How expensive are memory barriers on ARM64? -- The cost of a DMB instruction

ARM documentation says that memory barrier instructions are "very expensive", but give no real indication as to how expensive. I'm referring specifically to the ARM DMB instructions.

How expensive are they? Hundreds of CPU cycles, or thousands of CPU cycles?

Horrors that I can imagine:

That a read memory barrier completely invalidates L1 cache on the current core.
That a write barrier has to wait for all dirty L1 cache lines to either write back to L2 (single processor/multi-core), or main memory (multiprocessor).

Could that not possibly be thousands of CPU cycles? e.g. the time to write 8,192 dirty L1 cache lines to L2 cache at ~7 CPU cycles each.

For context, I'm concerned about interactions between convolution FFTs running on a background thread (which definitely dirty the entire L1 cache), and smaller locking-free queues sending data packets to and from a Realtime audio thread. I'm wondering whether it's worth using atomic instructions to read and write data in the queue, instead of using DMB memory barriers.

I wondering whether the following is taking place: a large FFTs runs on a background thread, completely dirtying L1 cache; the audio thread wakes, issues a DMB write-barrier instruction, and now has to wait until the entirely dirty L1 cache writes back to L2.
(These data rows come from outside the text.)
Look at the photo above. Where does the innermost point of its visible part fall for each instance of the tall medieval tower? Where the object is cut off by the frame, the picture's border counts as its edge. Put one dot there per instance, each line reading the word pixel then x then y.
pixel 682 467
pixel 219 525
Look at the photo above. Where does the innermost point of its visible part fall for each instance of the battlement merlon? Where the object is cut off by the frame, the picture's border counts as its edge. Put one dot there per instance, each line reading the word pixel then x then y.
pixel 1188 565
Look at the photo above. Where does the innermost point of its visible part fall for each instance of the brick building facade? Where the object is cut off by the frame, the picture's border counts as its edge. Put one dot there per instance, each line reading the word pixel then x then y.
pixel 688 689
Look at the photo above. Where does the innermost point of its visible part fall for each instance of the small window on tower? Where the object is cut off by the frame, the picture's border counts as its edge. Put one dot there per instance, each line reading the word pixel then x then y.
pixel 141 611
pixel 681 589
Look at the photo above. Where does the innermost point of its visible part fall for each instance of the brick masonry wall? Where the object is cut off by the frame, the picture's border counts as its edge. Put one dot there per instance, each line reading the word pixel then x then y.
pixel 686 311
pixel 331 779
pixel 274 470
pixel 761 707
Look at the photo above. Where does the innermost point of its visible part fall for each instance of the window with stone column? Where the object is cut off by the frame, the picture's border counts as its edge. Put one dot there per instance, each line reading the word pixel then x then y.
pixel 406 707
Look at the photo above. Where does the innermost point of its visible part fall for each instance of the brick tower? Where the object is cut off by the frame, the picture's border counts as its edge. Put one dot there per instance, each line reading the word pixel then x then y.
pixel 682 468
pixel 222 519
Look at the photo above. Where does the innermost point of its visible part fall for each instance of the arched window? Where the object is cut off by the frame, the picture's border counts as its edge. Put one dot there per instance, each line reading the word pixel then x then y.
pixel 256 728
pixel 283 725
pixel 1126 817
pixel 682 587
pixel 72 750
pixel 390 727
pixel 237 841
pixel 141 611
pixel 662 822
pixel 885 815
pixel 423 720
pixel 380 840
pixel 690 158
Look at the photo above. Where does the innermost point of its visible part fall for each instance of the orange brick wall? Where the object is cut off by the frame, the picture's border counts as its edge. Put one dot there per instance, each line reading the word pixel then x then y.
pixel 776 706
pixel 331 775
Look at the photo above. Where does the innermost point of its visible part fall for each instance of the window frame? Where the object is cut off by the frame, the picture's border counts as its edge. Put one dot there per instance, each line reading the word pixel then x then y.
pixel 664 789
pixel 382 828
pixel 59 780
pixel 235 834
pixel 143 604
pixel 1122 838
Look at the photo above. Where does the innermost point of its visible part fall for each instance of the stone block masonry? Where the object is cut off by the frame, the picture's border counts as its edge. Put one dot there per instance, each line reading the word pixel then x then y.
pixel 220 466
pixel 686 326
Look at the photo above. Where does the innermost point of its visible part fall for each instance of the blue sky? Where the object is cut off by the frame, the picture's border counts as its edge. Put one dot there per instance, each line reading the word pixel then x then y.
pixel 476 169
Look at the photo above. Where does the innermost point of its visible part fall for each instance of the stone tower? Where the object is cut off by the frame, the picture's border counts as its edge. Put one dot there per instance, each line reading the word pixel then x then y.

The processor in question is a Raspberry Pi 4, ARM 8.1a. ARM 8.1a has atomic instructions for "improving the performance of multithreaded applications", which provide a path for avoiding DMB instructions altogether on the audio thread.

Preemptively: yes, I'm using C++ 20 operations to generate the read and write barriers. Have not decided whether I'm using mutexes or not, but the same question applies, since mutexes have memory barriers too. I've checked. GCC generates the correct 8.1a instructions for atomic operations, and compiles to DMB instructions for memory barriers.

Solution

FYI Raspberry Pi does not contain an ARMv8.1 processor. It's a Cortex-A72, it's very much so in the ARMv8.0 family and therefore doesn't have those atomic instructions. C++ atomics should be implemented here with Exclusive operations although this is going to be dependent on your C++ library.

To answer the general question of how expensive a DMB is, it depends on the load of the system. The actual instruction doesn't take any realistic time to execute (a low single digit number of cycles here or there) but the barrier will prevent loads and/or stores after it, in program order, from being sent to the system. Both cache maintenance and natural cache activity are considered stores. Cache coherency requests from or to the current core can also prevent the barrier from finishing. On the Raspberry Pi, that's a quad-core cluster of Cortex-A72 sharing a single AXI bus to the memory system, so the activity of the other 3 cores is going to play a part in how long that barrier makes the current processor wait.

It's rather hard to predict in that sense as you need a holistic view of what is happening in a system, but very easy to reason about and benchmark. If you do have a barrier that is particularly egregious it might show up with a percentage next to it in a 'perf' report on Linux - this is merely an indication that when perf sampled the state of the application that the program counter was lingering on that instruction than it is the performance of the barrier.